Under the rubble, Mohammed was calling on Shaima to lift the stones off his feet, while her brother Adham was wounded and lay bleeding over her. She was trying to talk to him, but his voice was fading, and when his hand turned ice cold, she realized he was dead.

Mohammed fought death and challenged the injuries scattered over his lean body pressed on by the rubble of three floors for 10 days. He suffered internal brain injury, a chest injury as a result of the rubble pressure, burns on his face and hands because of the fire caused by the artillery raid on the building and acute renal failure due to complications.

Al-Monitor visited Mohammed at al-Shifa's intensive care unit and heard him tell the doctor, “If anyone comes to visit me, let them in.” The doctor replied, “Yes. They come here every day. Do not worry. I will let them in.”
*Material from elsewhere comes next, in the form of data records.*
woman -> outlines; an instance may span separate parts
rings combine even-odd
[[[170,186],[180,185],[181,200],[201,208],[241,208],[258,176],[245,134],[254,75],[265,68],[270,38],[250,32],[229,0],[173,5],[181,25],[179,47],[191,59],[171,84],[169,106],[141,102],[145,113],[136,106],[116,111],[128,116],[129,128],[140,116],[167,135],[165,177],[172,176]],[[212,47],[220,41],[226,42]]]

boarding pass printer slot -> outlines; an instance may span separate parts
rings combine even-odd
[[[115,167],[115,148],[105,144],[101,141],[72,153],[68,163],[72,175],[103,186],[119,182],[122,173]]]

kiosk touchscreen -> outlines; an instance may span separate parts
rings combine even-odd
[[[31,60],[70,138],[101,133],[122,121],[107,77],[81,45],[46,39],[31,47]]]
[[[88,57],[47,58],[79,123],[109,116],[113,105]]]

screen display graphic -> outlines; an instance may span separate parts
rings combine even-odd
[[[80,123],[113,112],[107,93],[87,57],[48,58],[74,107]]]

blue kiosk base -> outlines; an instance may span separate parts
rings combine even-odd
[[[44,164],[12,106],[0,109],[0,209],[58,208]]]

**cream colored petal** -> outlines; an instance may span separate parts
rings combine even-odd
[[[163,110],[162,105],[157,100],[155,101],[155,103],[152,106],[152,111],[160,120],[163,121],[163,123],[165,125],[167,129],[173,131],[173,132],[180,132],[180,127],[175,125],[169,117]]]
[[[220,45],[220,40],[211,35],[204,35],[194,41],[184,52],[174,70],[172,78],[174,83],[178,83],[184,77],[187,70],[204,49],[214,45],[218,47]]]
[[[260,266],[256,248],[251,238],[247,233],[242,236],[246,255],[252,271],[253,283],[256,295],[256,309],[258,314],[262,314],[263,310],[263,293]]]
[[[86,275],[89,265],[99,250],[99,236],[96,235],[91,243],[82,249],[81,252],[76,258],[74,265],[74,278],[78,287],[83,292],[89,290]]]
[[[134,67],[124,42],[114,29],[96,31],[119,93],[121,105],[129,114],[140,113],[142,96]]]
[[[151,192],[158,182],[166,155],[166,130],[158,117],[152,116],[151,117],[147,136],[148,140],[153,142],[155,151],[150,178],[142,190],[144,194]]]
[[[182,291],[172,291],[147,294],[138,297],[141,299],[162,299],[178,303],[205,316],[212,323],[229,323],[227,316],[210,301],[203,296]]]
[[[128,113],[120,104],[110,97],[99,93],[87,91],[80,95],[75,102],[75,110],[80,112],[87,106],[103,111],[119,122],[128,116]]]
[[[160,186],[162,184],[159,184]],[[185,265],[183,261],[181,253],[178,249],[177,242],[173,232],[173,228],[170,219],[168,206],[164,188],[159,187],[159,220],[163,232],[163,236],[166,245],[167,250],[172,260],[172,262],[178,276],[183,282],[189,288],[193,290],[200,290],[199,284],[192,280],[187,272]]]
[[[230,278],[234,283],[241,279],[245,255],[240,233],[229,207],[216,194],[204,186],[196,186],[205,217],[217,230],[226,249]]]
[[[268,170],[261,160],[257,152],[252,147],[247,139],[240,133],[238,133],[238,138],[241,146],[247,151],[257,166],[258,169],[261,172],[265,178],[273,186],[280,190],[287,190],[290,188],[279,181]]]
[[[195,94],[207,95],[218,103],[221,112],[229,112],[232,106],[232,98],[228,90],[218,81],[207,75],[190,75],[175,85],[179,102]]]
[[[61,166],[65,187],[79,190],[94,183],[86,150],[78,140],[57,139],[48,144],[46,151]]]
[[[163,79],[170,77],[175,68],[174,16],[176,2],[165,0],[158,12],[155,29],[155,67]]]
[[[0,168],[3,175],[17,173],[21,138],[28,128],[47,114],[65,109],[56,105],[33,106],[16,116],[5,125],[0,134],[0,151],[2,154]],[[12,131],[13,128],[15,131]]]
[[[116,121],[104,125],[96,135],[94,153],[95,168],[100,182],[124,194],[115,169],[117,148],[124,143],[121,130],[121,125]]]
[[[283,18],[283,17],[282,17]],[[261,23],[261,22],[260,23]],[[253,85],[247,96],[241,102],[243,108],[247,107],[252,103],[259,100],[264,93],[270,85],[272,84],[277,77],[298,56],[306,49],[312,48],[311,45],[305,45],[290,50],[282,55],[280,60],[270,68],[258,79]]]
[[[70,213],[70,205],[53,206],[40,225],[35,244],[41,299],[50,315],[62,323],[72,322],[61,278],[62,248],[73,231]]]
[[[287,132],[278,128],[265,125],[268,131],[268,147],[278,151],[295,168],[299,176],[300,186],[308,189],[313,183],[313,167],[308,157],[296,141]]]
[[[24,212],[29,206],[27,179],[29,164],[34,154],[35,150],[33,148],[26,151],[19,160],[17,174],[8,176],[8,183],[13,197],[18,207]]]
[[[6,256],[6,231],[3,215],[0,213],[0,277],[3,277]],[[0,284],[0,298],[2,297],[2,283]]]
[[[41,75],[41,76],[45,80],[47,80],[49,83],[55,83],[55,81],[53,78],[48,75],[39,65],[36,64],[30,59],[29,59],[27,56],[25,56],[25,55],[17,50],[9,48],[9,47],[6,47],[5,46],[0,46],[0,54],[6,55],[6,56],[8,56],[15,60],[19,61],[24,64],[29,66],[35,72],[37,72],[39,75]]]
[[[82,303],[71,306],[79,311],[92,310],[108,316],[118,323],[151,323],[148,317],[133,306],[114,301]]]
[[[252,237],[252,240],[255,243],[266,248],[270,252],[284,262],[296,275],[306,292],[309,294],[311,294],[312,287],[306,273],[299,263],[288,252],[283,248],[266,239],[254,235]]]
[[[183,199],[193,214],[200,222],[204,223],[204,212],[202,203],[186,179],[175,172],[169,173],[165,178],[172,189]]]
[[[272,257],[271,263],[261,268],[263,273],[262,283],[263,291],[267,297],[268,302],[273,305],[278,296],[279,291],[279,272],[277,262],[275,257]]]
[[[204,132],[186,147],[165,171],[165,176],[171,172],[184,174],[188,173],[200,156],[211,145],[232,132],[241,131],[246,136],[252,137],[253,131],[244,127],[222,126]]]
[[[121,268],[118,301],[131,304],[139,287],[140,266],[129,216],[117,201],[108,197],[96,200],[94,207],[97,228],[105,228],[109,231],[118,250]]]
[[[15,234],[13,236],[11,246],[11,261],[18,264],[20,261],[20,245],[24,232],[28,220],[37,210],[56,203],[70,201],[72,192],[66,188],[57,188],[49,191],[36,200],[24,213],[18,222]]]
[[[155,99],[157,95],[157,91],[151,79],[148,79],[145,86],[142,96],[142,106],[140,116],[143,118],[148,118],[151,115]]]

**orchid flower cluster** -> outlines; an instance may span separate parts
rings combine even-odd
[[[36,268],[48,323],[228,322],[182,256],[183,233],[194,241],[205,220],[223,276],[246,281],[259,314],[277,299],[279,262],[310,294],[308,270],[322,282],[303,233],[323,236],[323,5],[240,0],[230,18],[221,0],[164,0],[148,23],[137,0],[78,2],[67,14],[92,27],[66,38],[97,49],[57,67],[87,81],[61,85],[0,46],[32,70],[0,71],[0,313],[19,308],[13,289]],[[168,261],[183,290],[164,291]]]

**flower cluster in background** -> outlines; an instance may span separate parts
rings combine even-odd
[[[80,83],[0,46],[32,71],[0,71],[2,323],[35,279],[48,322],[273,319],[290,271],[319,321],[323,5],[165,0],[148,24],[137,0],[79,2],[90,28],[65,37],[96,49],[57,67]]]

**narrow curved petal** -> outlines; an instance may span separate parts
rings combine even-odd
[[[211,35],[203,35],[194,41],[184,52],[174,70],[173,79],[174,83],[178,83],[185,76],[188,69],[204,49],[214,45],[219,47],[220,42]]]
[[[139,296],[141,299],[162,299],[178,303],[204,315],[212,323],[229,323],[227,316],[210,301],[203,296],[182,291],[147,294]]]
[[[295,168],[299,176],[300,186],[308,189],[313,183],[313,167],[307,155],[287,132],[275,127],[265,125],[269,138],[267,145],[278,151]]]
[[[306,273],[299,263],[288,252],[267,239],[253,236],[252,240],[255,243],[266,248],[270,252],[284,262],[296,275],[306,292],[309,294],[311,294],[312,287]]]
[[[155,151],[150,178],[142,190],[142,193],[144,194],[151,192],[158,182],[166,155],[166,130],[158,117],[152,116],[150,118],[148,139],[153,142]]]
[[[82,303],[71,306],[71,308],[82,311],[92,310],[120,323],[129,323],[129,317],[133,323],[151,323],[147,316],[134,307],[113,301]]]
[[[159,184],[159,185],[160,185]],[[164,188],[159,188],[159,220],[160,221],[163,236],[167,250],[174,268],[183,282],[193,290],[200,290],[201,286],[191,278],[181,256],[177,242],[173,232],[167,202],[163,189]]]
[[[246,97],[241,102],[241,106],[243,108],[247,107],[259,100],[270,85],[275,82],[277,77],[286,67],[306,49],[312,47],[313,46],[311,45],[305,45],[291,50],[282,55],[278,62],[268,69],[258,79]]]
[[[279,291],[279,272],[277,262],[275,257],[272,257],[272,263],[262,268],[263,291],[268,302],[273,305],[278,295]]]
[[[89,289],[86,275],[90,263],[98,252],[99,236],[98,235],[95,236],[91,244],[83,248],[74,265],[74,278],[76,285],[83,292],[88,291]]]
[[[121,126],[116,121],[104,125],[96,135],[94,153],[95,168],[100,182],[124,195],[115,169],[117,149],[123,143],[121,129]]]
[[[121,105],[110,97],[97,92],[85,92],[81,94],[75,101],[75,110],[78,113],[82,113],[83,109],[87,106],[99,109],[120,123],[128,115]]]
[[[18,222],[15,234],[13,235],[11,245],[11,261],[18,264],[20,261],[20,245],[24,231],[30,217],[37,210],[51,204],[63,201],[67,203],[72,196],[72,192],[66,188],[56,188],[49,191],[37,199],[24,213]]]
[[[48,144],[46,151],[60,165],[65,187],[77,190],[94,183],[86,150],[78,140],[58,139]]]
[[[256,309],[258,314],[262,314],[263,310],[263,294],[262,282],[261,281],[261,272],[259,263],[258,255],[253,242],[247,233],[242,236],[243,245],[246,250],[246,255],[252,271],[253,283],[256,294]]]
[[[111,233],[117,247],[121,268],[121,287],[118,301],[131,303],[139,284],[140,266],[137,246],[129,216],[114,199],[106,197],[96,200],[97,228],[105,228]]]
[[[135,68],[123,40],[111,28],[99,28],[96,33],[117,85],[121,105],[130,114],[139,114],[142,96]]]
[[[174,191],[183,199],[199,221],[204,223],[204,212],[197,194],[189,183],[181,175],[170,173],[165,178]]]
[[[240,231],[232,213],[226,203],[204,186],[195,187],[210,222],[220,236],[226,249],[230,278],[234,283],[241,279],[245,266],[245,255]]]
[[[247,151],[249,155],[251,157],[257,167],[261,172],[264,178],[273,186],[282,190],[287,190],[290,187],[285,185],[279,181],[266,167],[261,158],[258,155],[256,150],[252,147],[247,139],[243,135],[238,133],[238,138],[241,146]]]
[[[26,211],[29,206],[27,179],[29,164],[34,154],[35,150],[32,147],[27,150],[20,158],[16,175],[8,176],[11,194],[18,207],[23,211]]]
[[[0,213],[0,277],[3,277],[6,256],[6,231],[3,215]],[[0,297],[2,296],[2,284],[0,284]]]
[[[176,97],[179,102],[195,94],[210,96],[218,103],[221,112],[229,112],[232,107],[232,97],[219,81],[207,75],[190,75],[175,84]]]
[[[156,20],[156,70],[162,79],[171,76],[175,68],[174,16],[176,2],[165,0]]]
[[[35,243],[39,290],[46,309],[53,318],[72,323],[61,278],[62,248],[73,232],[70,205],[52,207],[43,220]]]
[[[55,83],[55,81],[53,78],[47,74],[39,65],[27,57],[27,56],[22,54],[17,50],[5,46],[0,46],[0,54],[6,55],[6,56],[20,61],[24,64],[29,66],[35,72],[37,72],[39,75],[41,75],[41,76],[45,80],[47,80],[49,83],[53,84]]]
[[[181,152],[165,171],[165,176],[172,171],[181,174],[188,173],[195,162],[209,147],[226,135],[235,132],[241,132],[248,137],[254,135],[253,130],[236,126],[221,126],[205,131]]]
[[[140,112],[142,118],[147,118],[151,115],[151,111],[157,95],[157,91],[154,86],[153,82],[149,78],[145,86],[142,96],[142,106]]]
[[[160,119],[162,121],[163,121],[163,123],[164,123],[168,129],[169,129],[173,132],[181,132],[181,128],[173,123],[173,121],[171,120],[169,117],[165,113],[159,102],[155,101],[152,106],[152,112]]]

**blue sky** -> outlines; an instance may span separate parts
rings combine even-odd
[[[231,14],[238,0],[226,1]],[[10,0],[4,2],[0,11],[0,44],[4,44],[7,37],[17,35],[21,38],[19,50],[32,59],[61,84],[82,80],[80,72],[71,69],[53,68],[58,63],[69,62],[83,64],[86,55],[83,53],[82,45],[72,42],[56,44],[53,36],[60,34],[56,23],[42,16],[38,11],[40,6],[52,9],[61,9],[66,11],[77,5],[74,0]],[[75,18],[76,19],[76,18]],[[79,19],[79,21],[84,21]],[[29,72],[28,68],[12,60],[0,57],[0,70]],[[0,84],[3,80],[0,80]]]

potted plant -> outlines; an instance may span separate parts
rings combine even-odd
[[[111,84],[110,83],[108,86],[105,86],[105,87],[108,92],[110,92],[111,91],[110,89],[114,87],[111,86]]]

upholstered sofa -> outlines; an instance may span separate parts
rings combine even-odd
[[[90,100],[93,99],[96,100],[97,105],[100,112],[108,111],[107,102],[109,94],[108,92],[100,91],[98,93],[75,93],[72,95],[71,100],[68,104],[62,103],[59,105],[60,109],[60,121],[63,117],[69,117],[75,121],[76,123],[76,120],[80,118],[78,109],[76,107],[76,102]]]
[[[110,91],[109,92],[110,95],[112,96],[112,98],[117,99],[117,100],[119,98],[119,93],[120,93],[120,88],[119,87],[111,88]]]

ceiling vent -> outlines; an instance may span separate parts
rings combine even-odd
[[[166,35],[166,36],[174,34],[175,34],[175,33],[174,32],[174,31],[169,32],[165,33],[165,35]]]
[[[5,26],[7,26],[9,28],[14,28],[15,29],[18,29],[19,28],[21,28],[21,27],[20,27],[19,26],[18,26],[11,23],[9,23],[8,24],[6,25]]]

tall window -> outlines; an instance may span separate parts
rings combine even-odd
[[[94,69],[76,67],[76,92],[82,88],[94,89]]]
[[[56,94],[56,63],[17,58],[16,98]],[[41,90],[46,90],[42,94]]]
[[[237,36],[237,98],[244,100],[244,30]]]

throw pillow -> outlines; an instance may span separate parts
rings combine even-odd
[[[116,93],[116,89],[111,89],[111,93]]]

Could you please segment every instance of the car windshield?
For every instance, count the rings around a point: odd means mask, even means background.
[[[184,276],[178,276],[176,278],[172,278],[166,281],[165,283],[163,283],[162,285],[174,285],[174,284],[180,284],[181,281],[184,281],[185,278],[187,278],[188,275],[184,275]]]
Mohammed was not asking about his colleagues and neighbors who came to visit him every day, some of whom he had spoken to already in his first five days at the hospital. What the physician did not understand, or perhaps overlooked, was that Mohammed was asking for his family. But he still did not know they were buried under the rubble of their home in Shajaiya.

“Bring me my mother, my father, my wife and my daughter. Why aren’t they visiting me? We did not leave each other’s side on the night of the bombing, so where are they now?” Mohammed frantically asked from his hospital bed. Shaima was not able to visit Mohammed during his time in the hospital.

He told one of his neighbors who came to visit him, “I remember you, Abu Riad. As soon as you left, we were surprised by the missile.”

This was all that the injured Mohammed, heavily sedated and with his entire body connected to medical devices, could say. Then the doctor prevented us from talking with Mohammed, out of fear his condition would deteriorate.

Although two of his brothers fled in search of safety, Mohammed had not wanted to leave his parents in Shajaiya and chose to stay with them, like many of the residents who lived through the massacre.

The residents of the Shajaiya district total nearly 100,000, thousands of whom have been displaced in search of a safe haven. They have since been displaced to schools run by the United Nations Relief and Works Agency for Palestine Refugees in the Near East (UNRWA), homes of relatives in nearby areas and other places that have been converted into shelters.

Noha, Mohammed's elder sister, told Al-Monitor, “The Red Cross could not get them out during the two-hour truce that was declared last week. So one of our relatives, who works in the medical field, went to rescue him on his own. But they only managed to pull out the three survivors, while the rest of the bodies stayed there, waiting for another truce.”

Nabil Daher, Mohammed’s uncle, said, "We have contacted the Red Cross, the civil defense and the local radio and called for help to pull out the bodies of my brother and his family, and all we received were promises that we would be given priority to be rescued in any upcoming truce."

Then there came a 12-hour truce on July 26. Medical sources announced that more than 100 bodies were pulled from under the rubble of various homes, but the civil defense crews only managed to pull out Adham’s body, which was swollen due to extreme heat. The bodies of Mohammed's father, mother, daughter and two sisters were found on the first day of Eid al-Fitr. 

The biggest tragedy came on July 31 with the news that Mohammed had died, becoming the ninth journalist killed in this war, out of a total of 13 at the time of writing.

Bisan, Mohammed's 8-year-old sister, was the only survivor of her immediate family. She now needs plastic surgery to her face, which was severely disfigured by the shrapnel. This surgery, however, will not be enough to restore any former glory. Bisan is now an orphan.